I RABBINI ITALIANI E IL NUOVO DECRETO
"Al lavoro per riaprire in sicurezza,
ma servirà un po' di pazienza"
“I rabbini non sono medici. I rabbini hanno un certo tipo di compito, molto importante, ma gli esperti di salute sono loro. È bene quindi ascoltare con attenzione tutto quel che ci sarà indicato, pronti ad agire e ad equipaggiarci con ogni necessità. La speranza è quella di ripartire presto, certo. Ma i fatti ci hanno dimostrato che bisogna vivere giorno per giorno”. Rav Yosef Labi, rabbino di Verona, è prudente. “Riaprire il Tempio – afferma – è senz’altro un obiettivo. Ma andrà fatto tutto in presenza di ragionevoli garanzie. La sinagoga, come spazi, è comunque attrezzata. Almeno per quel che riguarda l’ordinario. I problemi ad accogliere tutti potrebbero esserci invece per momenti di maggior afflusso come Kippur e Rosh Hashanah. Sono situazioni diverse, che andranno valutate in ogni sfumatura”.
“Non sono molto ottimista per una riapertura in tempo per Shavuot. Mi pare più verosimile che ci si possa ritrovare in sinagoga più in là, per Rosh Hashanah”. È il pensiero del maskil Ariel Finzi, rabbino di riferimento per Napoli e per tutto il Meridione. “Sono un ingegnere e ho la tendenza a parlare solo quando vedo qualcosa di scritto, definito, certo. Aspettiamo quindi una indicazione chiara e poi valutiamo. In ogni caso, fin quando non sarà garantita la circolazione tra regioni, la vedo molto dura. Al momento – sottolinea – sono bloccato in Piemonte”. Nel frattempo proseguirà l’attività a distanza, particolarmente intensificatasi in questo periodo. “È paradossale – spiega Finzi – ma le cose stanno andando molto meglio che in passato. Alle lezioni partecipa oggi chi prima non veniva. Contatti e occasioni di studio insieme sono drasticamente aumentate”.

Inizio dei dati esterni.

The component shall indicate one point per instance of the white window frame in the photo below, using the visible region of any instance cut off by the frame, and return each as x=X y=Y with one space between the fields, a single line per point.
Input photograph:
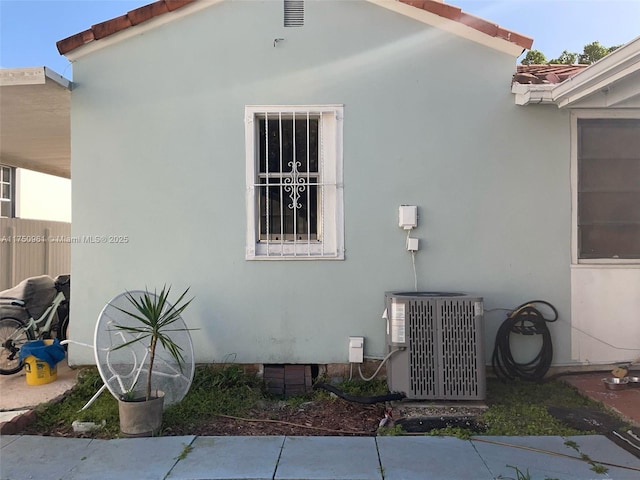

Anche rav Avraham Dayan, rabbino capo di Livorno, è prudente. “Il desiderio di tornare a pregare al Tempio è forte. Però davanti a ogni altra considerazione dobbiamo porre la tutela della salute. La cosa più importante in assoluto. Per noi stessi – dice – e per gli altri”. Si accoglieranno quindi le indicazioni senza metterle in discussione: “Se si potrà tornare in sinagoga saremo ben felici, altrimenti si dovrà accettare di restare a casa come già avvenuto a Purim e Pesach”. Il rav è comunque ottimista sulla messa in sicurezza della sinagoga: “Per fortuna il Tempio è piuttosto arioso”.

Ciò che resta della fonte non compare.